Doesn’t make any sense. You may need to cleanup any *.pyc files and restart Galaxy. If anything it should fail at line 52.

That makes sense as it’s the correct path according to the galaxy build. I restarted the galaxy and it cleared the error… Sort of:

galaxy.jobs.runners.cli DEBUG 2019-03-01 14:44:06,175 (498) submitting file: /Dedicated/clingalproddata/database/jobs_directory/000/498/galaxy_498.sh
galaxy.jobs.runners.cli DEBUG 2019-03-01 14:44:06,284 (498) submission failed (stdout): , retrying in 10 seconds
galaxy.jobs.runners.cli DEBUG 2019-03-01 14:44:06,284 (498) submission failed (stderr): /bin/sh: qsub: command not found

I can literally run qstat and qsub from a terminal as the galaxy user in /bin/sh… am I missing something in job_conf.xml or possibly not passing my env to the cli runner? I will do some digging, however it looks like your merge has worked to fix the documented issue.

I think the Popen inherits the starting processes’ environment, if you’re using supervisor to start Galaxy you may need to add the PATH to the environment line. If however qsub is in a standard location that shouldn’t be necessary (/usr/bin, likely /usr/local/bin as well) and work out of the box.

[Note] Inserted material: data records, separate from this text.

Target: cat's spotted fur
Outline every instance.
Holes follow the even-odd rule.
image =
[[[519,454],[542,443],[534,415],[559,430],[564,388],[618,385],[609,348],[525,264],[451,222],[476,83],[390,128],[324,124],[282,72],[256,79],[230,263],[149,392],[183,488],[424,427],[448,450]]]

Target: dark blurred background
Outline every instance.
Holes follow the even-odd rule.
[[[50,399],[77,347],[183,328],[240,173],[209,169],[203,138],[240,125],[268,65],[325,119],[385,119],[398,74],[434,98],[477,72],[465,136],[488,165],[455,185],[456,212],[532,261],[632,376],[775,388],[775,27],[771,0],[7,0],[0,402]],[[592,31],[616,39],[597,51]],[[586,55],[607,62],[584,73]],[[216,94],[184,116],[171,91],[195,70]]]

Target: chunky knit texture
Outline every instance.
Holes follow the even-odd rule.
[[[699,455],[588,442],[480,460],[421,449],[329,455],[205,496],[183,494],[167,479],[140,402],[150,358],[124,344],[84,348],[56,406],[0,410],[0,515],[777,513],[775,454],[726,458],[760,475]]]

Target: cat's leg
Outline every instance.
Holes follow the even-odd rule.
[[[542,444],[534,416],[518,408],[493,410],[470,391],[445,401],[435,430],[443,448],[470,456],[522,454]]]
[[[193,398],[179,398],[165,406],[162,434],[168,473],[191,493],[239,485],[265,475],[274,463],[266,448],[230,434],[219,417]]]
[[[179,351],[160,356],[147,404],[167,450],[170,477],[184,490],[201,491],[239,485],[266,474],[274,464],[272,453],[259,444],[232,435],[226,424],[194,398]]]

meh… The PATH to qsub is in the environment for the handlers but not on everything in the conf file. could that be the issue? I am also wondering if running standard uWSGI rather than what Galaxy provides in the .venv is contributing to my complications. Zerglings… I inherited the system that way…
See below:

[program:zergpool]
command         = uwsgi --plugin zergpool --master --zerg-pool /var/tmp/zergpool.sock:127.0.0.1:4001 --logto /var/log/galaxy/zergpool.log
directory       = /Dedicated/clingalaxyprod
priority        = 899
umask           = 022
autostart       = true
autorestart     = true
startsecs       = 5
user            = svc-clingalprod
environment     = HOME="/Dedicated/clingalaxyprod",VIRTUAL_ENV="/Dedicated/clingalaxyprod/.venv",PATH="/Dedicated/clingalaxyprod/.venv/bin:%(ENV_PATH)s"
numprocs        = 1
stopsignal      = INT

[program:zergling0]
command         = uwsgi --plugin python --virtualenv /Dedicated/clingalaxyprod/.venv --ini-paste /Dedicated/clingalaxyprod/config/galaxy.ini --stats 127.0.0.1:9190 --logto /var/log/galaxy/zergling0.log
directory       = /Dedicated/clingalaxyprod
priority        = 999
umask           = 022
autostart       = true
autorestart     = unexpected
startsecs       = 15
user            = svc-clingalprod
environment     = HOME="/Dedicated/clingalaxyprod",VIRTUAL_ENV="/Dedicated/clingalaxyprod/.venv",PATH="/Dedicated/clingalaxyprod/.venv/bin:%(ENV_PATH)s"
stopsignal      = INT

[program:zergling1]
command         = uwsgi --plugin python --virtualenv /Dedicated/clingalaxyprod/.venv --ini-paste /Dedicated/clingalaxyprod/config/galaxy.ini --stats 127.0.0.1:9191 --logto /var/log/galaxy/zergling1.log
directory       = /Dedicated/clingalaxyprod
priority        = 999
umask           = 022
autostart       = false
autorestart     = unexpected
startsecs       = 15
user            = svc-clingalprod
environment     = HOME="/Dedicated/clingalaxyprod",VIRTUAL_ENV="/Dedicated/clingalaxyprod/.venv",PATH="/Dedicated/clingalaxyprod/.venv/bin:%(ENV_PATH)s"
stopsignal      = INT

[program:handler]
command         = python ./scripts/galaxy-main -c /Dedicated/clingalaxyprod/config/galaxy.ini --server-name=handler%(process_num)s --log-file /var/log/galaxy/handler%(process_num)s.log
directory       = /Dedicated/clingalaxyprod
process_name    = handler%(process_num)s
numprocs        = 2
umask           = 022
autostart       = true
autorestart     = true
startsecs       = 10
user            = svc-clingalprod
environment     = VIRTUAL_ENV="/Dedicated/clingalaxyprod/.venv",PATH="/Dedicated/clingalaxyprod/.venv/bin:%(ENV_PATH)s:/opt/sge/bin",DRMAA_LIBRARY_PATH="/opt/sge/lib/lx-amd64/libdrmaa.so",SGE_ROOT="/opt/sge",SGE_ARCH="lx-amd64",DEFAULTMANPATH="/opt/sge/man",MANTYPE="man",SGE_CELL="default",SGE_CLUSTER_NAME="argon",SGE_QMASTER_PORT="6444",SGE_EXECD_PORT="6445",shlib_path_name="LD_LIBRARY_PATH"

[group:gx]
programs = zergpool,zergling0,zergling1,handler

Not sure about what the zerglings are doing, just serving web requests ?
In that case I’d assume they wouldn’t need qsub in PATH, but why not give it a try and see if that changes anything ? If you do change stuff there don’t forget to supervisorctl update, that has bitten me many times in the past.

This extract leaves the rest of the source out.